The Queen of the Night

What I had thought was a fine way to dress for leaving looked to the citizens of New York that day, I’m sure, like a farmer fantasy. I was clean, at the least, and my hair braided, coiled under a rabbit-fur bonnet made by my father.

I could see there was water to either side. Water meant boats; boats meant leaving. I put my head into my collar and walked against the wind until I found one of the rivers. The Hudson.

I was directed to the ship lines, where a ticket clerk confirmed I had nothing like the money required to purchase a passage to Europe, by sail or steam. As I walked away from the counter, my life fit in my hand, only as big as the coins in my purse, and it was not large enough. I could pay for a meal or a room, but not both. If I ate, I would have nowhere to sleep. If I chose a place to sleep, I would have nothing to eat.

As I walked the city of New York, not knowing now where to go, I cursed it silently, and my eyes felt like the judgment of angels, as if they could light my way in the gathering dark.

I still did not know where to go or what to do.

My family had been the borders of my world before then, and with them gone, the world had revealed itself to me.

The trees were the wrong trees; the buildings, the wrong buildings; the people, the wrong people. The reek of the streets, of the horse manure, the garbage, the spilled beer, and the drunken piss, it all seemed to say to me, Your mother is dead, your father is dead, your brothers are dead, and no one can help you.

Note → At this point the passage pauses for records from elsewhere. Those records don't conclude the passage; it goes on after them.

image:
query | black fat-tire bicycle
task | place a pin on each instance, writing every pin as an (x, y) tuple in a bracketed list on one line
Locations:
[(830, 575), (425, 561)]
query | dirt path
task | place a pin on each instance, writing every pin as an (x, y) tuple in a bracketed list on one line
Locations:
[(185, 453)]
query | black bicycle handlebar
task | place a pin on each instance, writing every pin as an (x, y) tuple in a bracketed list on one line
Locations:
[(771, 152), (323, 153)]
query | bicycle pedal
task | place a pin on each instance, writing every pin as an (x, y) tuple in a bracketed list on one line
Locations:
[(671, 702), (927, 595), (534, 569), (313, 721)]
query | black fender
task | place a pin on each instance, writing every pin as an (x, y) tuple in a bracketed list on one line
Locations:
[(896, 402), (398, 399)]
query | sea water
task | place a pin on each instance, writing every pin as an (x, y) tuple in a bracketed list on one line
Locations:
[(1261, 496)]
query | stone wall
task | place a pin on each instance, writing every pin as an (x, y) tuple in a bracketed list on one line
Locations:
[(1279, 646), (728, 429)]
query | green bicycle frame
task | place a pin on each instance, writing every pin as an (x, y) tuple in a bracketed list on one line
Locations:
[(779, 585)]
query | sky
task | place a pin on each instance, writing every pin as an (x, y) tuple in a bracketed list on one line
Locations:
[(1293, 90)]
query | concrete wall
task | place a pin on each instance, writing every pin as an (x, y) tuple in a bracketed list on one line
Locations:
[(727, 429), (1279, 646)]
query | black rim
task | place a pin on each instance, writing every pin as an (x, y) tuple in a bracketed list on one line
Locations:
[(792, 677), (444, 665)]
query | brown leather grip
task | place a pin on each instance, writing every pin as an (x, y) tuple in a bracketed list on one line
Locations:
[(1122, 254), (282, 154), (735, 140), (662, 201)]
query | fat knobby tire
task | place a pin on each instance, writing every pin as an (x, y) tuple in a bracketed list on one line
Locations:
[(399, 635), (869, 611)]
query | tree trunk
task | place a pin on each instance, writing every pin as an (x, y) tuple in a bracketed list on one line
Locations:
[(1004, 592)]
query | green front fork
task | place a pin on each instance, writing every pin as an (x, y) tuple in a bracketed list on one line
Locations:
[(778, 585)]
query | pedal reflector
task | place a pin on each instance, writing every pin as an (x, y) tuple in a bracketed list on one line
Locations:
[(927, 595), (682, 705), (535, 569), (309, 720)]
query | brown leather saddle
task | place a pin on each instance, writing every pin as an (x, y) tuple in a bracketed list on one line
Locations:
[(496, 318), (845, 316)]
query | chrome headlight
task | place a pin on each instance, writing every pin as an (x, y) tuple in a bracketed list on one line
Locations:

And so I cursed these things. I cursed these wrong trees; the carriages; the low, sooty buildings; the high ones. It was warmer here, the ground not quite frozen, but cold all the same—I cursed that as well. The mud under my feet. I cursed the fine clothes and the poor, the buggies, the trains, the men, the women, the beggars, the horses, and the birds, all of it—I wished it all to burn, to become a fire that would lay waste to the city, for me to turn from ember to inferno under the breath of whatever it was that would listen to my prayer and answer it. And while I’d not cried once for the entire journey, I began to as I began my curses. I wept continuously, though I did not sob or shake.

§

By nightfall I remained more ash than ember. My face burned from where the tears had glazed my face and I had brushed them away. I sank against a stone wall. Nothing had answered my prayers, again. And so, having cursed everything that came near me, I cursed myself.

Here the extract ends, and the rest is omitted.